JAKARTA (TEROPONGSENAYAN) --Anggota Komisi III DPR RI, Abdullah merasa heran seorang polisi yang memberhentikan pengendara mobil di jalan tol dan menanyakan Surat Izin Mengemudi (SIM) Jakarta dari pengendara itu. Ia mengatakan peristiwa dalam video mencerminkan inkompetensi dari polisi itu, karena tidak memahami aturan atau memang mempunyai motivasi lain terhadap pengendara yang diberhentikan dan ditanyakan tersebut.
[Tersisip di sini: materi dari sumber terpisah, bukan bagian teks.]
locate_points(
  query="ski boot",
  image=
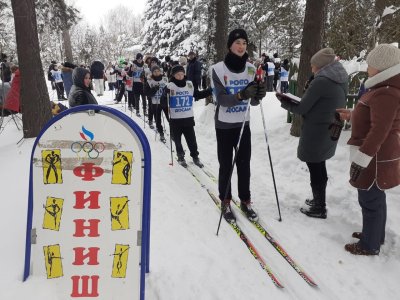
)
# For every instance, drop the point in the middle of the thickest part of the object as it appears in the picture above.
(182, 161)
(245, 206)
(162, 139)
(227, 211)
(197, 162)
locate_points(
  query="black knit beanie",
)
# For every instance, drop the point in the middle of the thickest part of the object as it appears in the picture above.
(237, 34)
(176, 69)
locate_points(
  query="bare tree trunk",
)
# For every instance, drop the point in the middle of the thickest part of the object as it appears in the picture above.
(313, 31)
(33, 94)
(67, 45)
(221, 30)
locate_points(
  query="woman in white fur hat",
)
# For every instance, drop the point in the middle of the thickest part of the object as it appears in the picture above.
(375, 146)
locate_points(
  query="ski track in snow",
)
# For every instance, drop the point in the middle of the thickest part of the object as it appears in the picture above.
(187, 259)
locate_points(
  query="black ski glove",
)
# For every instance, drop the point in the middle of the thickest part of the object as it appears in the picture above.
(261, 91)
(355, 171)
(250, 91)
(336, 127)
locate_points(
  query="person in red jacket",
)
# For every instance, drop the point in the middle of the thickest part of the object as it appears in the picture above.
(375, 146)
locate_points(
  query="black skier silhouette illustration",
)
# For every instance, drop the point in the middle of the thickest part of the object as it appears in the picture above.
(50, 257)
(119, 257)
(122, 159)
(118, 212)
(52, 158)
(53, 210)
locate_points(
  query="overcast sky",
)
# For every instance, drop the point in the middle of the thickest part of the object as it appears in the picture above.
(92, 11)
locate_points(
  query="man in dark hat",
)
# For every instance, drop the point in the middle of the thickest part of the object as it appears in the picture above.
(194, 70)
(137, 72)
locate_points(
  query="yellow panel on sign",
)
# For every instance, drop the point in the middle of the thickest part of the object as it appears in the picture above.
(51, 160)
(52, 213)
(120, 261)
(122, 167)
(119, 213)
(52, 258)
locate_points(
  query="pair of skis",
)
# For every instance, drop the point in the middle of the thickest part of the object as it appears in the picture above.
(253, 251)
(260, 228)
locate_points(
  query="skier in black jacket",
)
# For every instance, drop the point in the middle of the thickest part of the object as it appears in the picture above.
(80, 92)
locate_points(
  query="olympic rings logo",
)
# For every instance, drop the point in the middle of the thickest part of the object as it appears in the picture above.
(92, 150)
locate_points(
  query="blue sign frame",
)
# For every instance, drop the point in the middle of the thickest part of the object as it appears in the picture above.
(145, 253)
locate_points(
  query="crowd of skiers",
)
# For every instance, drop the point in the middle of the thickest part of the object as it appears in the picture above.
(169, 88)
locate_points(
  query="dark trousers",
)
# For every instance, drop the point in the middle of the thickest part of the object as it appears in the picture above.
(157, 111)
(227, 140)
(373, 205)
(270, 83)
(137, 101)
(190, 137)
(111, 86)
(131, 99)
(318, 173)
(284, 86)
(60, 90)
(150, 110)
(121, 92)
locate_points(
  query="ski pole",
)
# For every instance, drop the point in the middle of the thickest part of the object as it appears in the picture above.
(156, 118)
(144, 111)
(170, 130)
(270, 161)
(223, 207)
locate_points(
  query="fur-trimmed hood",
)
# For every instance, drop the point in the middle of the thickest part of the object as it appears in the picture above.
(385, 78)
“Jadi polisi itu harus dipanggil dan diperiksa terkait peristiwa dalam video. Lakukan pemanggilan dan pemeriksaan dengan transparan kepada polisi itu dan umumkan hasilnya ke publik, jika terbukti bersalah mesti diberikan sanksi tegas sebagai bentuk tanggung jawab kepolisian dalam menegakkan hukum ke internalnya sendiri,” ujar Abduh sapaan akrabnya, Jumat (18/7).
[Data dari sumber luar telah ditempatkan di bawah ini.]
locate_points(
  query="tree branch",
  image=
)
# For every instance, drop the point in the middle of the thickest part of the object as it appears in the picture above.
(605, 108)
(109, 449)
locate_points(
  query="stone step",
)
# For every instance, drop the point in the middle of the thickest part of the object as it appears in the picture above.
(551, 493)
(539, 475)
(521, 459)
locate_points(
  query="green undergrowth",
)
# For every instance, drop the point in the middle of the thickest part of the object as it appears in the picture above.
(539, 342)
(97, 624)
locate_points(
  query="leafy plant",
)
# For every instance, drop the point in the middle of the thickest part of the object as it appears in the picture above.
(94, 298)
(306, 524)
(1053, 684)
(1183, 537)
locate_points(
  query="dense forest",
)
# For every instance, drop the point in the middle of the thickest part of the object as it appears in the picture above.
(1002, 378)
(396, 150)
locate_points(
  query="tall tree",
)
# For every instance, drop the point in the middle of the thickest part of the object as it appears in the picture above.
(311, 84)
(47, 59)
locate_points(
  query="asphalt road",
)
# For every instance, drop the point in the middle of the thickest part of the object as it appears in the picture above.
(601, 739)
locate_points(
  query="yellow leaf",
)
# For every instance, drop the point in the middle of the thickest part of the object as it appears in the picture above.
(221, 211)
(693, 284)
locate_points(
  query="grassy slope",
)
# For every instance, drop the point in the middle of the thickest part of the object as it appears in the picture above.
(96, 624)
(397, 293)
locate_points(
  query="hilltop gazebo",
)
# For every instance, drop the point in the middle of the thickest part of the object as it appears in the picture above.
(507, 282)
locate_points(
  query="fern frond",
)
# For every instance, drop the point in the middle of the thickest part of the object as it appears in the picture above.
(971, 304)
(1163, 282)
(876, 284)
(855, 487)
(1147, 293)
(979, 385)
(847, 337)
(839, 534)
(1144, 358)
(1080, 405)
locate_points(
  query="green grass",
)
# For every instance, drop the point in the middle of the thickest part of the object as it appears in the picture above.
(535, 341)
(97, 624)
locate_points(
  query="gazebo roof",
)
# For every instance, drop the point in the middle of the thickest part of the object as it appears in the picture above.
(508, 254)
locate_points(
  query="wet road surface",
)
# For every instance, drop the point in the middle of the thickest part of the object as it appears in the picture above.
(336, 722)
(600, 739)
Legislator Partai Kebangkitan Bangsa (PKB) ini pun menanyakan sejak kapan ada SIM yang berlaku per daerah, seperti SIM Jakarta? Berdasarkan beberapa peraturan yang ada disebutkan jelas bahwa SIM berlaku di seluruh wilayah Indonesia. Bahkan lanjut Abduh, SIM Indonesia kini sudah resmi berlaku pada delapan (8) negara di Asia Tenggara atau ASEAN pada Juni 2025 lalu.
Kerja sama antar negara terkait SIM ini dinilai sebagai langkah yang progressif karena juga mengintegrasikan dokumen legalitas di Indonesia dan mempermudah penggunaan dokumen resmi lainnya seperti KTP, NPWP, dan BPJS. Selain itu, Abduh yang berasal dari Dapil Jateng VI mempertanyakan alasan polisi dalam video yang memberhentikan pengendara mobil di jalan tol.
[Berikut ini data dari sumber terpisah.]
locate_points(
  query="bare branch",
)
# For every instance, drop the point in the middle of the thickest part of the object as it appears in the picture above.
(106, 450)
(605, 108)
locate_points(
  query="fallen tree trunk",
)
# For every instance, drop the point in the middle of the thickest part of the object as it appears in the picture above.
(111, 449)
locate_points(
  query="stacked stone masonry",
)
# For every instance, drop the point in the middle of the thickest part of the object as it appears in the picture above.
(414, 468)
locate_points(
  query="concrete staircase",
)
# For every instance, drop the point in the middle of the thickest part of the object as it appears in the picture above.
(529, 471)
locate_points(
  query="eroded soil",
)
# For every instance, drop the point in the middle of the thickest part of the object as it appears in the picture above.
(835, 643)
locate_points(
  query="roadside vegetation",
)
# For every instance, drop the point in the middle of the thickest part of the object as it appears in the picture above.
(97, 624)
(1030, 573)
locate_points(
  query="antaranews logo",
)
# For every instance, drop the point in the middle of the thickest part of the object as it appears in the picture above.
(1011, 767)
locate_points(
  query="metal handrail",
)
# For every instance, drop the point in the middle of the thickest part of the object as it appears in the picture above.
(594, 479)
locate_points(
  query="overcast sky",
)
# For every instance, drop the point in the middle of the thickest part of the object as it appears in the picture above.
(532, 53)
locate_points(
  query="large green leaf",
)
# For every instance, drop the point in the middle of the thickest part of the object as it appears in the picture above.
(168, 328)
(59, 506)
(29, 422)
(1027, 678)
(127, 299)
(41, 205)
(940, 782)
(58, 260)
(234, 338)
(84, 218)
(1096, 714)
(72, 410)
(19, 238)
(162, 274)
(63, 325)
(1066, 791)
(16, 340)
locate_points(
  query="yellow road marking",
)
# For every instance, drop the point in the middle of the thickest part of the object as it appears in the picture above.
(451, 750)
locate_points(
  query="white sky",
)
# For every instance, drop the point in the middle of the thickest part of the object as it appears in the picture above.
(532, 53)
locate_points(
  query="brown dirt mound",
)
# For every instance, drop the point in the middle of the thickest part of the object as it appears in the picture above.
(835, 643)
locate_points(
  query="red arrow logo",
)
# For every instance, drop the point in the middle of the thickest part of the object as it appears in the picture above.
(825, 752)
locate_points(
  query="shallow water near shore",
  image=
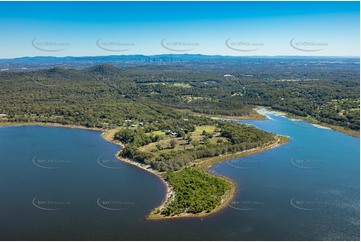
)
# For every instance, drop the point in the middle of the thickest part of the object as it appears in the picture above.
(66, 184)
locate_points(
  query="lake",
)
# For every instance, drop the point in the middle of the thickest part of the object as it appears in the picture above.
(65, 184)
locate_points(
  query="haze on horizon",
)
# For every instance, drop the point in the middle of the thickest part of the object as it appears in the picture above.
(151, 28)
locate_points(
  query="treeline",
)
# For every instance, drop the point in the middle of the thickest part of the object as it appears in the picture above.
(195, 191)
(240, 136)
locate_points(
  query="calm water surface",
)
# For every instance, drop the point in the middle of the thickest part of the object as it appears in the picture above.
(65, 184)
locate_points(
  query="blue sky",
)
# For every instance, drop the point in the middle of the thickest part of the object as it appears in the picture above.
(214, 28)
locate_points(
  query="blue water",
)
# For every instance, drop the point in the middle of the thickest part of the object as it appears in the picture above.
(65, 184)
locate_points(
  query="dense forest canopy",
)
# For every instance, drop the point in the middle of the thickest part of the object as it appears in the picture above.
(326, 89)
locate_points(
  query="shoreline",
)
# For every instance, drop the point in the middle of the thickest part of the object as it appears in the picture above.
(203, 164)
(315, 122)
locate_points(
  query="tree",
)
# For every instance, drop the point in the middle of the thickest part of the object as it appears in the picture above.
(195, 143)
(172, 144)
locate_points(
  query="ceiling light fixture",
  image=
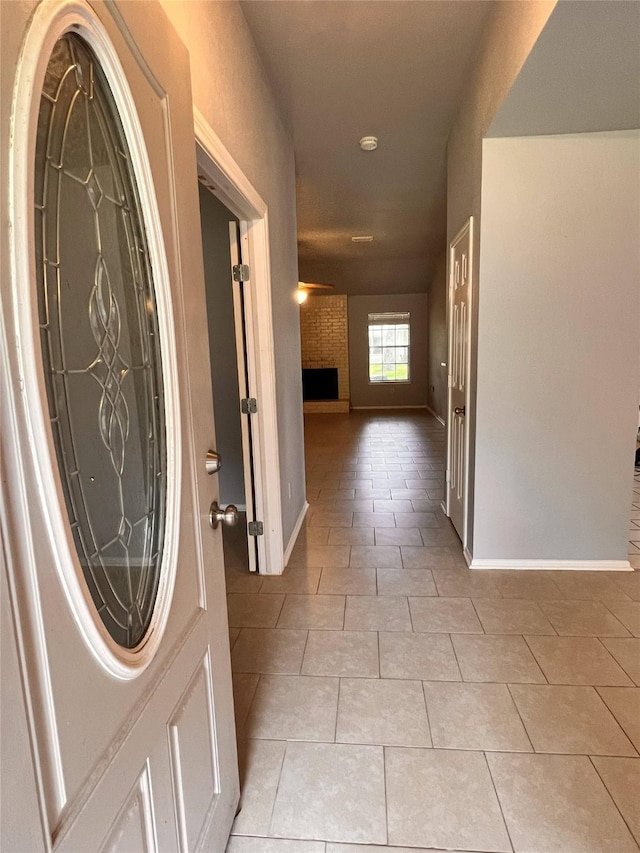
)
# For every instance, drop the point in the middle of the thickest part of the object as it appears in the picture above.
(369, 143)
Karena menurutnya, di dalam video terlihat pengendara mobil berargumen tidak melakukan pelanggaran, dan kemudian polisi itu juga meminta pengendara melanjutkan perjalanan atau tidak melakukan penilangan. “Nah yang dilakukan polisi itu dengan memberhentikan pengendara mobil di jalan tol, sangat berbahaya," katanya.
Abduh pun menekankan, jika melihat yang dilakukan oleh polisi tersebut yaitu menghentikan pengendara mobil di jalan tol tanpa alasan yang jelas dan tidak dalam kondisi darurat dan menanyakan SIM Jakarta memang cenderung mengarah pada pelanggaran hukum atau peraturan. Artinya pemimpin di kepolisian mesti bertindak tegas kepada polisi itu.
“Terlebih netizen atau warganet di berbagai platform media sosial telah memberikan kritik langsung secara eksplisit maupun implisit seperti satir. Jika tidak diditindak tegas, ini akan menjadi preseden buruk dalam penegakan hukum dan keadilan lalu lintas," ucapnya.